Obrigada ao maior sonhador deste Projecto, Dr. José Pacheco e a todos aqueles que se juntaram a ele, por todos os dias alimentarem a esperança de “Ser Mais” nunca esquecendo a frase de Antoine de Saint-Exupéry: “Entre a multidão há homens que não se destacam, mas são portadores de prodigiosas mensagens. Nem eles próprios o sabem.”

Foi bom encontrar este blog… E pensar que tudo partiu de um pequeno livro, de capa colorida, que no meio de tantos outros se destacava por ter a palavra “hoje”…

Maria
buildtheschool disse…
Nessas palavra que me deu a ler e que não conhecia - e que também terei que voltar a ler para mastigar melhor..., consigo perceber o grito de cada um de nós a sermos nós próprios, a realizarmo-nos como somos.
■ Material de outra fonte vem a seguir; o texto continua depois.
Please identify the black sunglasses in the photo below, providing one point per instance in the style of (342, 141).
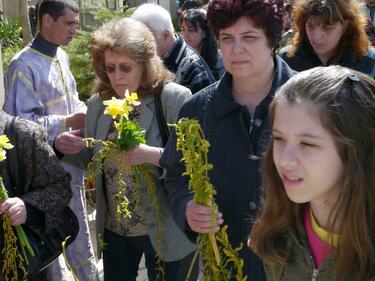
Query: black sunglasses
(123, 67)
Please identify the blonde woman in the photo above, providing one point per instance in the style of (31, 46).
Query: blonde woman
(125, 58)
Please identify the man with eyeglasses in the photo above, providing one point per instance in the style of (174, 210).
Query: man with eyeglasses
(190, 69)
(40, 87)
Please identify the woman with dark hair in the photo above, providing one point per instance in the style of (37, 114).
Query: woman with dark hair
(233, 114)
(330, 33)
(198, 34)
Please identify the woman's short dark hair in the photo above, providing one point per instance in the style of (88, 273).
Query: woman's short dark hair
(265, 14)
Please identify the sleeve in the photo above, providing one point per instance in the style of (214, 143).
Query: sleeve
(50, 188)
(22, 100)
(175, 183)
(78, 105)
(195, 74)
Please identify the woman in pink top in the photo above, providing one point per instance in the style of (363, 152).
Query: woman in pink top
(317, 222)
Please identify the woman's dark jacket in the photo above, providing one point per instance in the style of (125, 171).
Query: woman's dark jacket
(237, 141)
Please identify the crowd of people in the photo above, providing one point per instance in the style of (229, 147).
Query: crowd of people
(285, 94)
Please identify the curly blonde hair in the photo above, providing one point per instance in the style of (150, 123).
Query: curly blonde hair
(132, 38)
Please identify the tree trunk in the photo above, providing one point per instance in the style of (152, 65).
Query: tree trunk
(26, 29)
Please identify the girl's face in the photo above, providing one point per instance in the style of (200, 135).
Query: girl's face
(306, 156)
(123, 72)
(324, 38)
(194, 38)
(245, 49)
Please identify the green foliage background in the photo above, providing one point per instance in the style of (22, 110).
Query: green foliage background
(78, 49)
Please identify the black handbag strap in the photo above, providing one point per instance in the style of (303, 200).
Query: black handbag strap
(14, 157)
(163, 127)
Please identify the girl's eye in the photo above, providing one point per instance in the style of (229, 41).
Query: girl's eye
(225, 39)
(277, 138)
(249, 37)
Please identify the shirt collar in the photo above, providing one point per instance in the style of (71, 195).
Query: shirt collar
(42, 45)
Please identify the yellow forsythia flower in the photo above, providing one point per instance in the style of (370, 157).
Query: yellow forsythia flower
(121, 107)
(2, 155)
(4, 142)
(132, 98)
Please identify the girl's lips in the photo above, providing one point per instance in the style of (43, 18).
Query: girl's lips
(291, 181)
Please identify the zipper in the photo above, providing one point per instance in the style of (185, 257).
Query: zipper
(251, 125)
(315, 275)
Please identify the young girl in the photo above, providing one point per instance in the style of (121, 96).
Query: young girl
(317, 221)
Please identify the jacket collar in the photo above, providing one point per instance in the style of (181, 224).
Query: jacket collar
(42, 45)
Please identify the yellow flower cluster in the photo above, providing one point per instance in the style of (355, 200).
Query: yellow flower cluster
(121, 107)
(4, 144)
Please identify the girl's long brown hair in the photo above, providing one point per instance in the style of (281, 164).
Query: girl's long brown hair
(354, 38)
(346, 108)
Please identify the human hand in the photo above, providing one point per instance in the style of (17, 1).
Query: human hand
(76, 120)
(16, 210)
(143, 153)
(201, 218)
(70, 142)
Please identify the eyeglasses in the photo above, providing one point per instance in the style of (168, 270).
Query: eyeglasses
(123, 67)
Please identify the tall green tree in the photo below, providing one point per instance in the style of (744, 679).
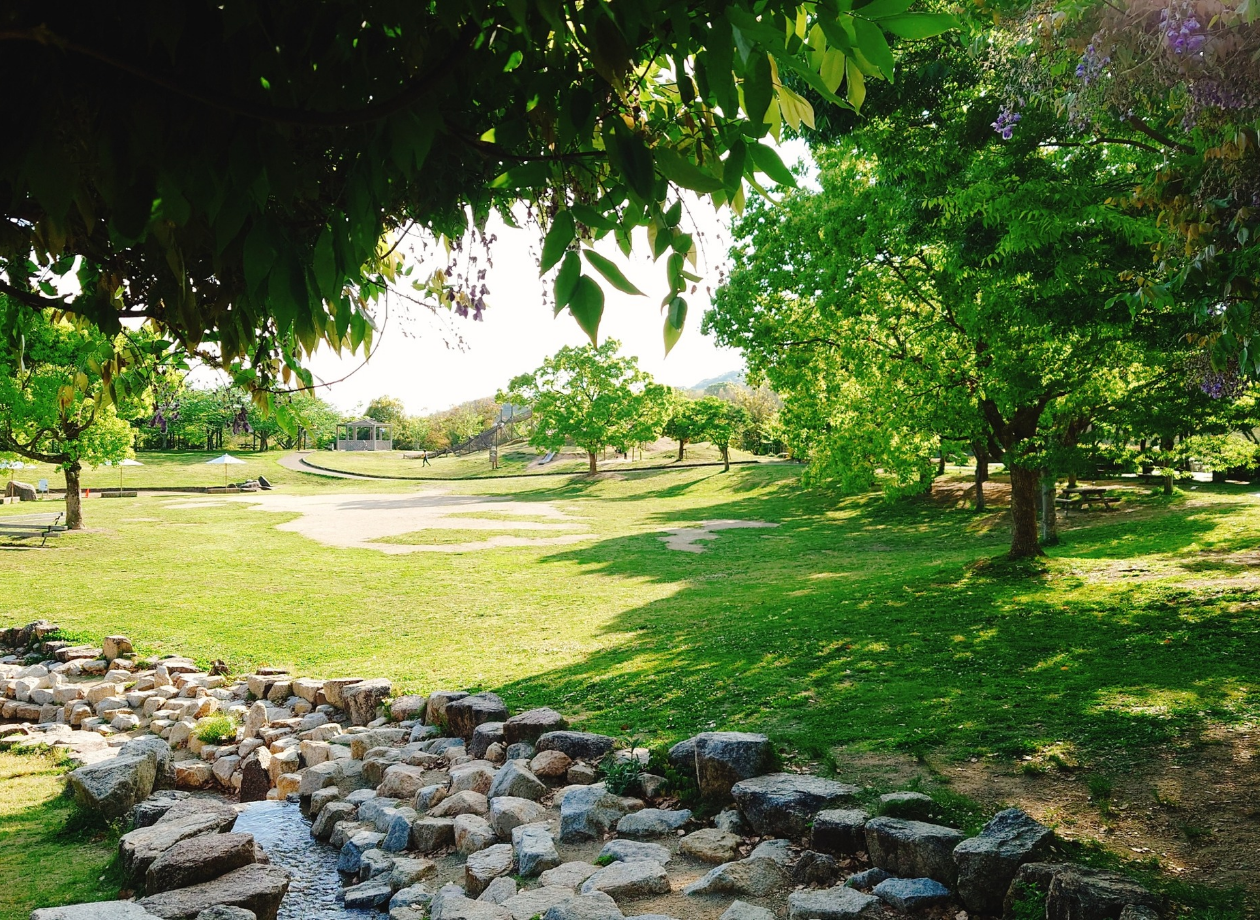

Essa liberdade que todos reclamam e que é um dado inato, é o grito rebelde dum Cyrano de Bergerac, mas que todos temos dentro de nós.

"Protege-me e com o silêncio (intimamente sábio) das tuas palavras e dos teus gestos
ajuda-me serenamente a ler e a escrever a minha própria vida.” O silêncio - "intimamente sábio" -numa presença sentida e vivida com o outro, e não como dois corpos ao lado um do outro que se ignoram, é um verdadeira Humanidade.